The album charted at number 4 in the UK and number 66 in the US, but received a mixed response from critics. The singles lifted from the album were "Dagenham Dave" (which reached number 26 in the UK Singles Chart in August 1995) and "The Boy Racer" (which reached number 36 in December).
The nature of the album is different from past Morrissey releases, such as the inclusion of two tracks which surpass the ten-minute mark, the near two-and-a-half-minute drum solo courtesy of Spencer Cobrin which opens the track "The Operation" and the sampling of a Shostakovich1 symphony. AllMusic described it as " art rock album, complete with strings, drum solos and two ten-minute songs."
According to Morrissey himself, the title refers to "the school of hard knocks"; that is, boxing (a southpaw being slang for a boxing left-hander and grammar a reference to British grammar schools). Another reference to boxing is the original cover photo, a photo of boxer Kenny Lane taken from the April 1963 issue of boxing magazine The Ring.

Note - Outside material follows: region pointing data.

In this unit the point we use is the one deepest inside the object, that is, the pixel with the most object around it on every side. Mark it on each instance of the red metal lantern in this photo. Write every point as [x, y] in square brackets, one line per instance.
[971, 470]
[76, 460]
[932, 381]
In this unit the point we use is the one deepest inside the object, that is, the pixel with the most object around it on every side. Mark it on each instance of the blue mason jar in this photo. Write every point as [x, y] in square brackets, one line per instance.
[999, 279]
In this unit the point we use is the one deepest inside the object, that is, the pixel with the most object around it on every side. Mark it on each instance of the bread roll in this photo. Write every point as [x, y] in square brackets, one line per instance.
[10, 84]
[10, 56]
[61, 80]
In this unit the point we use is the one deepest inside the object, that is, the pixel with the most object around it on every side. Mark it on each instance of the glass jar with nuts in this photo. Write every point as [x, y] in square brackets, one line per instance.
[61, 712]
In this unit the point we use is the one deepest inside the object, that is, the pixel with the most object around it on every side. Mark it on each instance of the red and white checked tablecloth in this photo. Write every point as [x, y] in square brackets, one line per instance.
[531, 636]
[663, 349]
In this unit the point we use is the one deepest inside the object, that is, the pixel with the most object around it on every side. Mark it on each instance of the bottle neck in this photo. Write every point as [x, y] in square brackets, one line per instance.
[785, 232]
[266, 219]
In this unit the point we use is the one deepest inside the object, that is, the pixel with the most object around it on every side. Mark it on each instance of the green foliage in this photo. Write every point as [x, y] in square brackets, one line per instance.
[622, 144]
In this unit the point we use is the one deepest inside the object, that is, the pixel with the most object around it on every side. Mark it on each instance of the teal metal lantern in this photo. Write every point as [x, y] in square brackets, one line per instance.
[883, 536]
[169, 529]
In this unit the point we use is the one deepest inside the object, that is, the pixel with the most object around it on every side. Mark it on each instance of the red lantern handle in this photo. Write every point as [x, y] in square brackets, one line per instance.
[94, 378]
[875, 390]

Spin magazine described the album's musical style as " from the crushed flowers studio formalisations of last year's Vauxhall and I, building instead on the earlier Your Arsenal, Morrissey's sly, unexpected blending of rockabilly and glam."
Southpaw Grammar was released on 28 August 1995 by record labels RCA in the UK and Reprise in the US. The album charted at number 4 in the UK and number 66 in the US. On its release Southpaw Grammar was an eyebrow-raiser for fans and critics alike.